Interactive virtual video tours become more appealing

May 28, 2007 09:09 GMT  ·  By
More than $4 million in equipment upgrades shine 100 million pixels on Iowa State University's six-sided virtual reality room.
   More than $4 million in equipment upgrades shine 100 million pixels on Iowa State University's six-sided virtual reality room.

Virtual tours offer tourists a recreated view of famous historical sites that are either inaccessible or have been damaged or destroyed over time. In some cases, this is the only way to travel in time and walk around mankind's greatest construction achievements.

Technology from computer games, animation and artificial intelligence provide the elements to make this happen, but many of the tours focus on the computer graphics and interaction.
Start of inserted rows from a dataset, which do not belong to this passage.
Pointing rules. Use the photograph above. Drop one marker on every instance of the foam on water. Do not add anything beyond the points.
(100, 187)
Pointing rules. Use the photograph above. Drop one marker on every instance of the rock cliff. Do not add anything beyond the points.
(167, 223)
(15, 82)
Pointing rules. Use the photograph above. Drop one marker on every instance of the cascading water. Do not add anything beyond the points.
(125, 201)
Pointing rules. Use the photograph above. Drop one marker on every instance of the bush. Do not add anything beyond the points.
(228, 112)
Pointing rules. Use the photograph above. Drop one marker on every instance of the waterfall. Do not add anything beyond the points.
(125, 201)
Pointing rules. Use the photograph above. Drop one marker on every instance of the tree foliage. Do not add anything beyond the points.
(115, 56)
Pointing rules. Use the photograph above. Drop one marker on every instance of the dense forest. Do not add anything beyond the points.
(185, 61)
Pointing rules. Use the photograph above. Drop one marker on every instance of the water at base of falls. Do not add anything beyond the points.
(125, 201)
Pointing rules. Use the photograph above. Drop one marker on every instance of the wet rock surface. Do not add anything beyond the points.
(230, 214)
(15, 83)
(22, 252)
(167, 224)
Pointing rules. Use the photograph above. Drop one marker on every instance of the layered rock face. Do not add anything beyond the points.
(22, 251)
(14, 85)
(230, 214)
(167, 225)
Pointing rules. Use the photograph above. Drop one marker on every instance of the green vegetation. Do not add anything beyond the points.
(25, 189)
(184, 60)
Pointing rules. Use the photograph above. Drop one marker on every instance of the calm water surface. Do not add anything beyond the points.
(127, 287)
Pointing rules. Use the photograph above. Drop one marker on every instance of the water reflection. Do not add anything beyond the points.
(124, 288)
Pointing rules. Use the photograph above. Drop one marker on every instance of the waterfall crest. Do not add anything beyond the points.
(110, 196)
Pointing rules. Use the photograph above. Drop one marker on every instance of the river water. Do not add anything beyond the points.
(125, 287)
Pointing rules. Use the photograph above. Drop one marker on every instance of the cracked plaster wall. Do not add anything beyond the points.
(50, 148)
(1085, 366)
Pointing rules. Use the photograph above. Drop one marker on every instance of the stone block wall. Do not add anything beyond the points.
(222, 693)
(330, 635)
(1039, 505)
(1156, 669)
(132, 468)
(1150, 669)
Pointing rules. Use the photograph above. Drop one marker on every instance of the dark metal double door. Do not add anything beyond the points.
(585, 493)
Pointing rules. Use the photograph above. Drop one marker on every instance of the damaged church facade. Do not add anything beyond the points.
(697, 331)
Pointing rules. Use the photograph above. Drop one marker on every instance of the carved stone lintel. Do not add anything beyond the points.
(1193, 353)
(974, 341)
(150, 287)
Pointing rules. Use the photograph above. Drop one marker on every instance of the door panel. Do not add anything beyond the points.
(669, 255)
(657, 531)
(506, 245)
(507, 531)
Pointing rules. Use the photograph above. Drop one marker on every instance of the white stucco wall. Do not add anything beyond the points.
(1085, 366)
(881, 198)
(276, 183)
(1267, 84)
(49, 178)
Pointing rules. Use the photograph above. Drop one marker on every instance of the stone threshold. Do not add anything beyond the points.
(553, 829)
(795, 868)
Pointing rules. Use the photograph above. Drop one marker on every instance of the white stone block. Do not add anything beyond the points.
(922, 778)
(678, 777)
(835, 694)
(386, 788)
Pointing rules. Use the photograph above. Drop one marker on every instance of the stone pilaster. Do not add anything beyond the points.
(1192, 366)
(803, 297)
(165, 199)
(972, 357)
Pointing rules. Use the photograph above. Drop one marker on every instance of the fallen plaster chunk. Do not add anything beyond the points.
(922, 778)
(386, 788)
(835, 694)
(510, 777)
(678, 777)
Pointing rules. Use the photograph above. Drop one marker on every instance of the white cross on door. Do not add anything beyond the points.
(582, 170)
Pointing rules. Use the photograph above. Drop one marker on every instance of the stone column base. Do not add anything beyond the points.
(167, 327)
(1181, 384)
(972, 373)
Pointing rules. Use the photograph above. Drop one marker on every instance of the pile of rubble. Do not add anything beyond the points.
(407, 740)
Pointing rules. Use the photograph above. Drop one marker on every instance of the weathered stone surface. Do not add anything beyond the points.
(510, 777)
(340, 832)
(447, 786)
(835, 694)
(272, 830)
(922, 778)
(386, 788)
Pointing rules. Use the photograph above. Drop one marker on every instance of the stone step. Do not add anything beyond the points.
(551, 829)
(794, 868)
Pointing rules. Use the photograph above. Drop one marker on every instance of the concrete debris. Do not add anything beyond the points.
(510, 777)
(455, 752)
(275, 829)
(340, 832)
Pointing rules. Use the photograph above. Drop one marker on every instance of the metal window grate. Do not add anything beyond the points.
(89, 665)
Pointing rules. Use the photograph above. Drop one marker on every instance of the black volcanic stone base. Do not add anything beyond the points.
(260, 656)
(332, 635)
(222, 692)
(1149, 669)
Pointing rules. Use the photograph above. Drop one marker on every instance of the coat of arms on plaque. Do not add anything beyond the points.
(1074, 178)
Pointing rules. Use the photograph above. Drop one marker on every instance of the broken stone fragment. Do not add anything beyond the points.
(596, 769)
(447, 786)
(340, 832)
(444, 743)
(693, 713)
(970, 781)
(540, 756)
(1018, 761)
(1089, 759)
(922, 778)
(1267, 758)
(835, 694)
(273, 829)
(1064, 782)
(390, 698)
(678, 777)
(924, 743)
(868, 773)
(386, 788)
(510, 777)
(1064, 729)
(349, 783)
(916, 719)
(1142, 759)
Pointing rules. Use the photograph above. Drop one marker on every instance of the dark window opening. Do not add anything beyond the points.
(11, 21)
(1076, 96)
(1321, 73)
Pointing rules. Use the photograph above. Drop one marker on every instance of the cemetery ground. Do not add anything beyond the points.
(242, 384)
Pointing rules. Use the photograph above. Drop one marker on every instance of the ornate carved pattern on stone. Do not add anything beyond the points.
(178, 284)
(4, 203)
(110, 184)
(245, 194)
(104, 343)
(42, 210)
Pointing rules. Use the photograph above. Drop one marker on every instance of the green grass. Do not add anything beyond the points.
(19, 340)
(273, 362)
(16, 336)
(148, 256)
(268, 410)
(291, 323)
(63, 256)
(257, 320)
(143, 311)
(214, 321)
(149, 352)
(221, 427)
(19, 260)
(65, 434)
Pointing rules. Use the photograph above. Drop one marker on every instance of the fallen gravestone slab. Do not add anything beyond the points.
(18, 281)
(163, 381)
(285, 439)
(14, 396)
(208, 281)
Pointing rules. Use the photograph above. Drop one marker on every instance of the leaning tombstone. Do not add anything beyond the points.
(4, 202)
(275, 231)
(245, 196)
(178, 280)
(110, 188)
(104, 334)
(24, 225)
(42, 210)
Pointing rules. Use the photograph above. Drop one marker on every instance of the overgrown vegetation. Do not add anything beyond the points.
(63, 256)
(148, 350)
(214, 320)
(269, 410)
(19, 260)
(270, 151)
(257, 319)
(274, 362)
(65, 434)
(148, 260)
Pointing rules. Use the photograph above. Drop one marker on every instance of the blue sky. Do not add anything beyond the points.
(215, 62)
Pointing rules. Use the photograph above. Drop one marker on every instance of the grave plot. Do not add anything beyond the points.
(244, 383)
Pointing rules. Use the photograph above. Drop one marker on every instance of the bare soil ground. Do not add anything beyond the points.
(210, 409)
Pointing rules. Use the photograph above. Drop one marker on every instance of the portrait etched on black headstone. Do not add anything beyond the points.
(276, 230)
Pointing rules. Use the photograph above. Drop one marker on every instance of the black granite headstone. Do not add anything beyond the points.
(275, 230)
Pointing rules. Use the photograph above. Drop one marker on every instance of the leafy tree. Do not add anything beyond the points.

As computer speed and technology improve and costs drop, the equipment required by these virtual time travels costing more than $1 million a few years ago can now be purchased for tens of thousands of dollars less.

The are many examples of this technology being put to good use, and it proves to be a viable attraction as well as a means of educating people about the past and about ourselves.

The Archaeology Technologies Laboratory at North Dakota State University used 3-D computer visualizations to re-create the On-A-Slant village of the Mandan, a tribe that inhabited the Plains area.

Another example is the Colonial Williamsburg Foundation, which is creating a virtual 3-D model of a recently excavated theater in Williamsburg, the restored 18th-century capital of Virginia, with an upcoming virtual tour of the entire town.

Boston's Museum of Fine Arts has recreated a temple and a palace built by Egyptian Pharaoh Akhenaten and Queen Nefertiti, in 3-D. As Phil Getchell, the museum's director of new media, said, they are trying to find new ways of popularizing ancient artifacts and sites, which will no longer be seen by some visitors as just pieces of rock and tools, but will be observed as an integrated part of a historical site.

"It really seems to have taken off over the past two or three years, especially as it has become more affordable," Getchell said. "Depending on the project, you can still spend a lot generating the content itself, but the equipment and technology is easier to use and more affordable," said Donald Sanders, president of Learning Sites Inc., a company that designs and develops interactive 3-D models of sites, including those of a palace at Nimrud in Iraq.

"It creates a vivid image that can persist in the public imagination and provide more insight and appreciation of lost architecture and cultures," said John Hancock, a University of Cincinnati architecture professor and director of "Earthworks: Virtual Explorations of the Ancient Ohio Valley."

The improvements of the 3-D environment applications will be immediately visible, as scientists are beginning to very accurately model the effects of smoke, dust, fog and interior lighting conditions, all of which would have impacted on the way that buildings were experienced by contemporaries.